Beach cleanup nets 21,300 pounds of trash, and wallet with $100

Beach cleanup

From left, Immaculate Heart Middle School students Daisy Salinas, Olivia Nickerson, Violet Marko and Rebecca Cohen log in a plastic bottle they found on Malibu beach as part of the cleanup.


(Anne Cusack / Los Angeles Times)

Malibu Lagoon State Beach is an intersection where urban runoff meets the sea in a system of brackish marshes that are valuable Southern California wildlife habitat for migrating waterfowl, shorebirds and fish, including federally endangered steelhead trout.

It is also a receptacle for tons of flotsam and discards at the mouth of Malibu Creek, which drains a 150-square-mile watershed in the Santa Monica Mountains and the San Fernando Valley.

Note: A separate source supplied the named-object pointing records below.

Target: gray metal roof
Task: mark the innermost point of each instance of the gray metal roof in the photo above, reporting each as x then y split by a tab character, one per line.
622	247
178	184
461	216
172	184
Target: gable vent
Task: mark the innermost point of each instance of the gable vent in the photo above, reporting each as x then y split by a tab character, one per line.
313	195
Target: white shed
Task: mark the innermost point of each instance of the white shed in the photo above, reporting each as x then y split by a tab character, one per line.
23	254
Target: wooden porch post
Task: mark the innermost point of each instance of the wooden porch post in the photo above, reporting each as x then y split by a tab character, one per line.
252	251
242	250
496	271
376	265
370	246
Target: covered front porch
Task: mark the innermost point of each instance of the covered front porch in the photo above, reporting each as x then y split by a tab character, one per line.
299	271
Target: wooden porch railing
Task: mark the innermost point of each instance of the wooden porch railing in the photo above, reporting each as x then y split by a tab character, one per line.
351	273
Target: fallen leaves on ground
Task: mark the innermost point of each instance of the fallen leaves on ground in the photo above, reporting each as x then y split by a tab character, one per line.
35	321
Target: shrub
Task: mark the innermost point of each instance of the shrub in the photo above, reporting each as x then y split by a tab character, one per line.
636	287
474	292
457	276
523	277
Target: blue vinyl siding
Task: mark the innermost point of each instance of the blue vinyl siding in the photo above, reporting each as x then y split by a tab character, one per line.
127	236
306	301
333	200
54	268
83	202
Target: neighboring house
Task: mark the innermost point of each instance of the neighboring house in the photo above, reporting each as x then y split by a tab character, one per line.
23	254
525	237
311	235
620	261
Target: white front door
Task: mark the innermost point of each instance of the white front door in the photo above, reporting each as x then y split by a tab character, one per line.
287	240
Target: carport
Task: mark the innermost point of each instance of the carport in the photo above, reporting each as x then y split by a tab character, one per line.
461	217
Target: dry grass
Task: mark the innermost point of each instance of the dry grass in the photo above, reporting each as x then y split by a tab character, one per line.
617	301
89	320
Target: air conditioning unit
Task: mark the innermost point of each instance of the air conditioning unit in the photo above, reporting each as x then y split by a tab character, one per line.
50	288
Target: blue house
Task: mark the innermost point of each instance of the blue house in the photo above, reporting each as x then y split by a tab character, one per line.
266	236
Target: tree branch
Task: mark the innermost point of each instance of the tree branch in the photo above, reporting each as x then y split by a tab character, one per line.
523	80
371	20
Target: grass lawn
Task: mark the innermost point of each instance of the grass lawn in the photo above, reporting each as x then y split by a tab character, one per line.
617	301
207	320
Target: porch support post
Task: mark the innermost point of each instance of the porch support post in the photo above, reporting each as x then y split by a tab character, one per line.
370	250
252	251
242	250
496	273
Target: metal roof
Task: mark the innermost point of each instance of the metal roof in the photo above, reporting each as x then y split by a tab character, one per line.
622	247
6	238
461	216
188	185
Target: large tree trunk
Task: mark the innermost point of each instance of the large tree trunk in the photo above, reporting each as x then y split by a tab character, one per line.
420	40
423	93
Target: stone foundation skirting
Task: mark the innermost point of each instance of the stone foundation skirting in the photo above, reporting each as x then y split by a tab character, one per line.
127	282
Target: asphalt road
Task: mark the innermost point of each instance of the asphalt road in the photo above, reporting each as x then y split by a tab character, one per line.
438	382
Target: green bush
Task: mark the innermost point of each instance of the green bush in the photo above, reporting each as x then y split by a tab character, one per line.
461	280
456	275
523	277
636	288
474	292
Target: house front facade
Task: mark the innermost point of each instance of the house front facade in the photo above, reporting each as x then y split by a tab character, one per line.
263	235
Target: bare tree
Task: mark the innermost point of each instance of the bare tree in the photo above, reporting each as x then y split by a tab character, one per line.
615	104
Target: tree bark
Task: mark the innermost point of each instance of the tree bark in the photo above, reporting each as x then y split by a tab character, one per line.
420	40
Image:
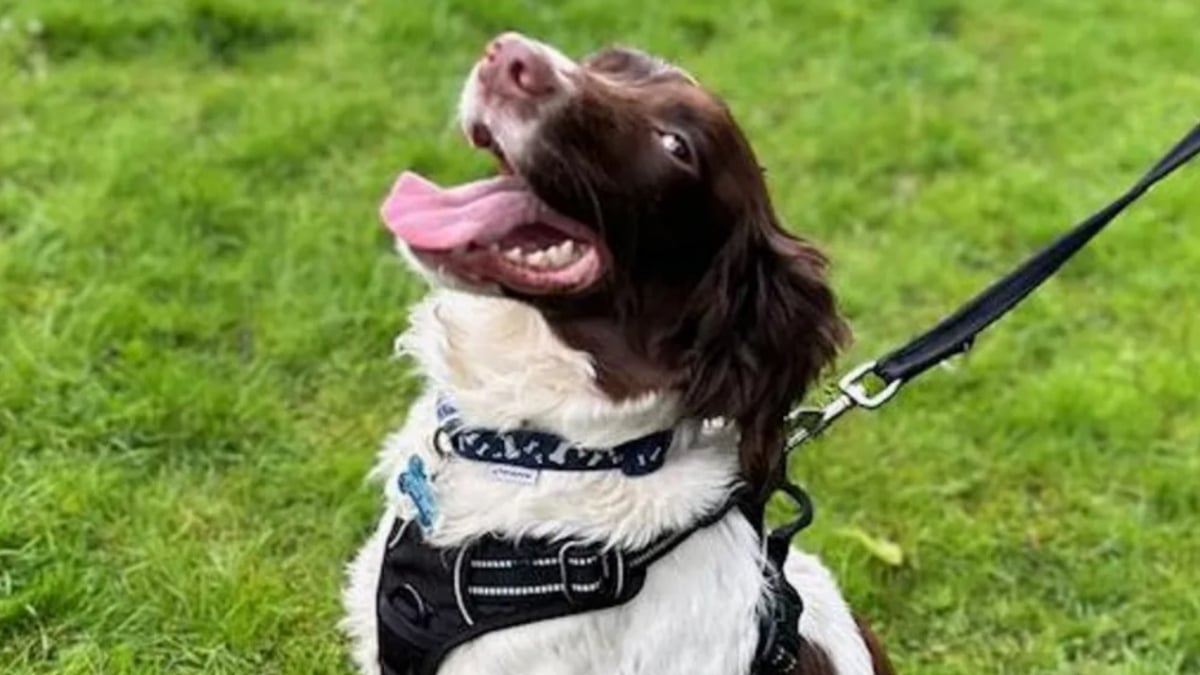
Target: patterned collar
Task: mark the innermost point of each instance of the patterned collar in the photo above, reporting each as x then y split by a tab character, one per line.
544	451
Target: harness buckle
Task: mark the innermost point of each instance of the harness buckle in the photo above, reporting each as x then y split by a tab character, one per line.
564	571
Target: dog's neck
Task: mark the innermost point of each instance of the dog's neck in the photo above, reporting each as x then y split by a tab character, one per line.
505	368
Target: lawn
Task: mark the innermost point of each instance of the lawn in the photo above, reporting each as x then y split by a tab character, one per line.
197	306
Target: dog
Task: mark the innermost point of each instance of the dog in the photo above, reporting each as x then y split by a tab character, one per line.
623	274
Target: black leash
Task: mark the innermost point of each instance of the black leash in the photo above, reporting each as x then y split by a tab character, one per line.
957	333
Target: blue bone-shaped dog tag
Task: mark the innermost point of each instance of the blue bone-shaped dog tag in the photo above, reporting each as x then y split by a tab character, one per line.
414	483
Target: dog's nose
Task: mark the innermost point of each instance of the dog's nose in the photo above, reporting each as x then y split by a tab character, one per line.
514	67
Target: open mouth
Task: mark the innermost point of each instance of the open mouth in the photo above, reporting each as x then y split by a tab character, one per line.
493	231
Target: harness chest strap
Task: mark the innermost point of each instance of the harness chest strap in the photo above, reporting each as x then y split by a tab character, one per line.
432	599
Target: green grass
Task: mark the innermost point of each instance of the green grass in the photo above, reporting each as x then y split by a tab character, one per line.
197	305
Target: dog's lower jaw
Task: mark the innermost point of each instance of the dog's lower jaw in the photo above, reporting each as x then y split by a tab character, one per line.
697	611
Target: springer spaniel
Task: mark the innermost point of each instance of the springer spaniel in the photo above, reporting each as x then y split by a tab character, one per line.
624	274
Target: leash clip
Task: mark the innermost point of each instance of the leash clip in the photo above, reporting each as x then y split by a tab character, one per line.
807	423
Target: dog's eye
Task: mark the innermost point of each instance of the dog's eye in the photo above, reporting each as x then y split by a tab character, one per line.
676	145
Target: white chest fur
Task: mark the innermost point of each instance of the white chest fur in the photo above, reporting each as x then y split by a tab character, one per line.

On Saturday, more than 200 volunteers descended on the 110-acre site to wipe it clean of an array of trash — chip bags, water bottles, bottle caps, fishing line — and mark Los Angeles County’s 26th annual beach cleanup.

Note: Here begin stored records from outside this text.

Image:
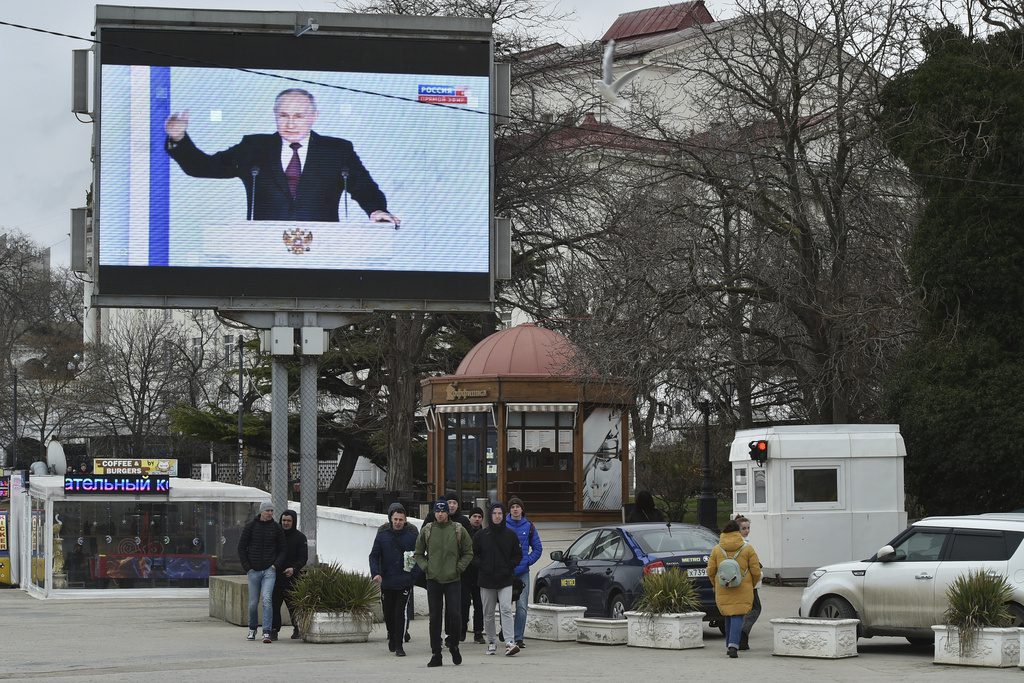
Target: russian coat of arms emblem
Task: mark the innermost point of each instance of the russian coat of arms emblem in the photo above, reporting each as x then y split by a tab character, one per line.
297	241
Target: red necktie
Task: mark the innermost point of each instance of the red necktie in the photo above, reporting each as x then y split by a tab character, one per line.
294	169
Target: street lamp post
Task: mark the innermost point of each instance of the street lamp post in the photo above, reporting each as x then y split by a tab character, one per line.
707	503
241	403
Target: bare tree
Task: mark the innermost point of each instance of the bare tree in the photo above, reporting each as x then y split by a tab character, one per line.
134	377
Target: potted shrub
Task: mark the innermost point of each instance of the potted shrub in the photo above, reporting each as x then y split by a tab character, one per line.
333	605
976	630
665	615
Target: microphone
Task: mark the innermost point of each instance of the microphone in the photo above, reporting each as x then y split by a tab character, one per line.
252	198
344	187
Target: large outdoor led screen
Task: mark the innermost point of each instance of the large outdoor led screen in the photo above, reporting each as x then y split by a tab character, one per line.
272	166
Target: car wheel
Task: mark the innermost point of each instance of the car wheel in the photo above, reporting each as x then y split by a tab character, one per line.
616	606
836	608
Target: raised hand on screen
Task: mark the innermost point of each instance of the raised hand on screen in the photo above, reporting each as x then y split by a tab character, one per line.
176	125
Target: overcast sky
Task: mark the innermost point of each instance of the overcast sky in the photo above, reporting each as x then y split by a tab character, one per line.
46	170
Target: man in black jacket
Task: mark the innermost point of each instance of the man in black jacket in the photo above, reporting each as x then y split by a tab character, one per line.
497	553
387	567
296	556
261	548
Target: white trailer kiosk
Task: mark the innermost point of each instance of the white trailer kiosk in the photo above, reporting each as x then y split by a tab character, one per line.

Among them was Lily Sychaleune, 36, of Toronto, who quickly filled a bucket with shards of glass, candy wrappers, straws and chunks of blue, red and yellow plastic.

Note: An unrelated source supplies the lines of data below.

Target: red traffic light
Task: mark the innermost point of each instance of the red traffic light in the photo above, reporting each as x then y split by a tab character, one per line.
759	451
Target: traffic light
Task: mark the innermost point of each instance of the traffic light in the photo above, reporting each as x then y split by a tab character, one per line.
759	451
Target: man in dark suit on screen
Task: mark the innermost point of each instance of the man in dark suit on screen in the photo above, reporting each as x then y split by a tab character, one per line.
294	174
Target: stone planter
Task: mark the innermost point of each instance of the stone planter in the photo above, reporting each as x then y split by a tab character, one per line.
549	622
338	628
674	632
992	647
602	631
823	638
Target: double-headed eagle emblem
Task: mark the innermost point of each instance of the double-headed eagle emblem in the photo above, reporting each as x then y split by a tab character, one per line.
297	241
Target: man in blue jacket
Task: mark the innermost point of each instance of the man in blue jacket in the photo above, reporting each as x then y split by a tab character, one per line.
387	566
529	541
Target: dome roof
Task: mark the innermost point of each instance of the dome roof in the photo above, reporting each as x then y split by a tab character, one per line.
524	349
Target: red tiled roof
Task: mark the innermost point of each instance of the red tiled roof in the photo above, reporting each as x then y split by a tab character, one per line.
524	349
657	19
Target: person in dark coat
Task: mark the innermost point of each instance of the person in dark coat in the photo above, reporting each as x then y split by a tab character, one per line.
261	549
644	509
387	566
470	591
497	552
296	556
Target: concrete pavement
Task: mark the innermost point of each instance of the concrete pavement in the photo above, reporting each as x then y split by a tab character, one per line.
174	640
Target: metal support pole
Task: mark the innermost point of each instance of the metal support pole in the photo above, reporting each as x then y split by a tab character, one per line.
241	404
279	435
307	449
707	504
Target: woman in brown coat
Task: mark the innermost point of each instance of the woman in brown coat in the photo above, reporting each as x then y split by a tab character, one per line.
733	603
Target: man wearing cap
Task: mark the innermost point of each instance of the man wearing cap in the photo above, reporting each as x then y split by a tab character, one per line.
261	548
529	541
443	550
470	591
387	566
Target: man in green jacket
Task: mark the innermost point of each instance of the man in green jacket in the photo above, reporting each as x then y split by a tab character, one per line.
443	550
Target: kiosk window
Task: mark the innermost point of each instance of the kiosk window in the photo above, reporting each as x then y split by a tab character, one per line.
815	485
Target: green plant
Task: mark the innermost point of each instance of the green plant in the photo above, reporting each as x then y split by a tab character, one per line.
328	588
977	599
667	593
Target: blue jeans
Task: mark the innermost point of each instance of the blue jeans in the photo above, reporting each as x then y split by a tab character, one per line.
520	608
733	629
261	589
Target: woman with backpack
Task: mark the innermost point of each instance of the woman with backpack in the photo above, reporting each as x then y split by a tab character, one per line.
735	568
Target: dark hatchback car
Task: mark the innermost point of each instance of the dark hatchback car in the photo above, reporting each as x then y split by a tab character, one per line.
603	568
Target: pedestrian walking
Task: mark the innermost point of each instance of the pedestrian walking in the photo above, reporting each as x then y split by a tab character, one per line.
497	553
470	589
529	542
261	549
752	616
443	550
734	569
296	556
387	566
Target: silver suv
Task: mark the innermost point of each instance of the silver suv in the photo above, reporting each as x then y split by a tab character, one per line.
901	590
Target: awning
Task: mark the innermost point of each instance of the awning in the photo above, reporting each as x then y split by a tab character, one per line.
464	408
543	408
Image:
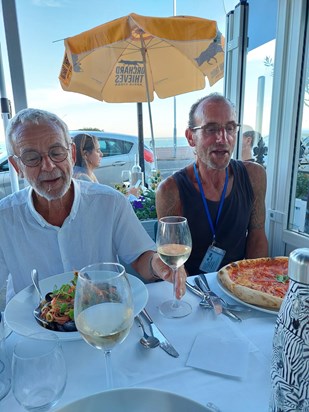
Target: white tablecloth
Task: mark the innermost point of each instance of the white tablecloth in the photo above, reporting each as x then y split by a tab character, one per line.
135	366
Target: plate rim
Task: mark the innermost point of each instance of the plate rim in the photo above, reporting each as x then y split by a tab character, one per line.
136	389
250	305
17	327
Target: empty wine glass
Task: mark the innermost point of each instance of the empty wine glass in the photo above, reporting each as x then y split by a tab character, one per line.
126	178
174	246
38	371
103	308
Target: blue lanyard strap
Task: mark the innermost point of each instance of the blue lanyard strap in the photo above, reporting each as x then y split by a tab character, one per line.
205	201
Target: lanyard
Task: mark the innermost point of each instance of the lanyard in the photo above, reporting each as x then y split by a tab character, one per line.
205	201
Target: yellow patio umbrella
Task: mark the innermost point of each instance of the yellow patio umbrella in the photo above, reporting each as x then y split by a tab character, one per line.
131	58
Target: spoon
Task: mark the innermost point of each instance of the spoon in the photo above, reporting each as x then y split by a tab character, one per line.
147	341
37	310
35	281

“It seems like so much innocuous junk,” she said, “but it’s polluting a gorgeous stretch of coastal habitat and killing its wildlife.”

Alec Sant and Brooke Haim, both 17, who attend El Camino Real High School in Woodland Hills, removed beer bottles, cigarette butts and prescription bottles.

The catch of the day may have been a rusty, 7-foot-long steel sign post yanked out the muck at the water’s edge by Jeremy Sanchez, 14, of South El Monte High School. It weighed about 15 pounds.

They were among an estimated 10,000 volunteers who collected ocean-bound trash at more than 50 Los Angeles County sites between Malibu and Compton. The event is coordinated by the nonprofit organization Heal the Bay in conjunction with the California Coastal Commission and the Los Angeles County Department of Beaches and Harbors.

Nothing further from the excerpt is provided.